L’ANALISI

Conte, Vidal, Darmian: vecchi amici e nemici in campo per Inter-Toro

Il tecnico non ha mai perso e subito una sola rete

Vecchi amici e vecchi nemici, Inter-Toro non sarà una partita come le altre. Innanzitutto perché i granata non potranno fare affidamento sul proprio allenatore: Marco Giampaolo, infatti, è alle prese con il Coronavirus e sarà costretto a rimanere a casa, mentre in panchina ci sarà il suo braccio destro, Francesco Conti. Così verrà rinviato il confronto con Antonio Conte, con il quale, seppur siano due tecnici con alle spalle tanti gettoni in Serie A, si è trovato di fronte appena una volta, nel derby della Madonnina del 21 settembre 2019 che si tinse di nerazzurro.E l’allenatore di Lecce rappresenta un vero e proprio spauracchio per il Toro.

Conte bestia nera

Otto precedenti, zero successi granata: è questo il numero che più impressiona delle sfide tra Conte e il club di via Arcivescovado. Gli unici due pareggi sono arrivati in serie B, all’epoca del Siena, poi soltanto batoste più o meno pesanti. Nelle stracittadine della Mole soprattutto, con l’allenatore che fece un percorso netto: quattro derby, quattro vittorie, compreso anche quando era squalificato e in panchina c’era il suo vice Alessio. Li vinse tutti senza storie, con il Toro che non riuscì a segnare nemmeno un gol in quattro confronti, mentre le vittorie più larghe sono arrivate proprio l’anno scorso. 0-3 al Grande Torino, 3-1 a San Siro, nonostante lo spavento per l’erroraccio di Handanovic in apertura di gara.
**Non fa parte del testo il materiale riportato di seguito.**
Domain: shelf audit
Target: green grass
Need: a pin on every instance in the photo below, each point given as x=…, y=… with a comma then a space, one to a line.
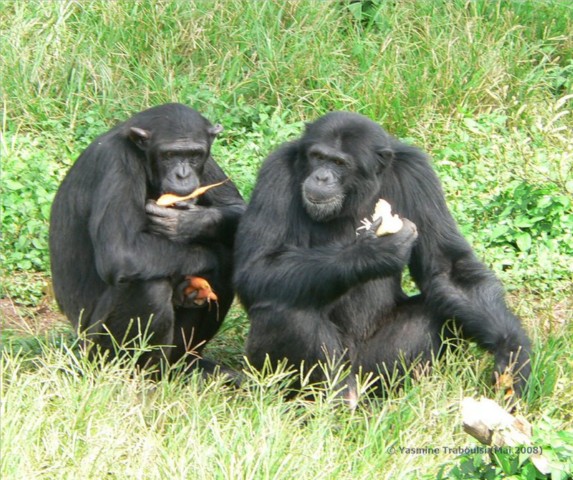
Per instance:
x=484, y=86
E se in panchina Conte ha i suoi motivi per vivere una partita speciale, anche in campo non mancheranno i più emozionati.

Rivali ed ex

Da qualche mese, il tecnico ha ritrovato uno dei suoi fedelissimi in bianconero: si tratta del cileno Arturo Vidal, capace in passato di fare male al Toro. Sbloccò un derby tiratissimo, quello dell’aprile 2013, con una saetta dalla distanza a nove dalla fine sotto il diluvio prima del raddoppio finale di Marchisio. E poi trovò la rete anche nella sua penultima stracittadina, quella che passò alla storia come la sfida di Pirlo. Ci sono anche tanti ex amici, a partire da Padelli – fermato dal Coronavirus – fino ad arrivare agli esterni difensivi. D’Ambrosio conobbe la serie A con il Toro e poi passò in nerazzurro nell’operazione Benassi del gennaio 2014, Darmian visse le gioie più importanti dei granata nell’era moderna. «Farà un bell’effetto ritrovarsi davanti, sotto la Mole sono cresciuto molto e ho raggiunto traguardi impensabili» ha confidato pochi giorni fa a Sky, lui che fu protagonista dell’impresa di Bilbao nel 2015 con tanto di sigillo finale. Altri tempi, ora il Toro cerca punti per la salvezza. Sul fronte granata, invece, gli ex sono due: Ansaldi, nerazzurro nella travagliata stagione 2016/2017 con De Boer, Vecchi e Pioli, e soprattutto Bonazzoli, l’ultimo acquisto targato Vagnati che fece tutta la trafila nelle giovanili dell’Inter. E che va ancora alla ricerca del primo gol con il Toro.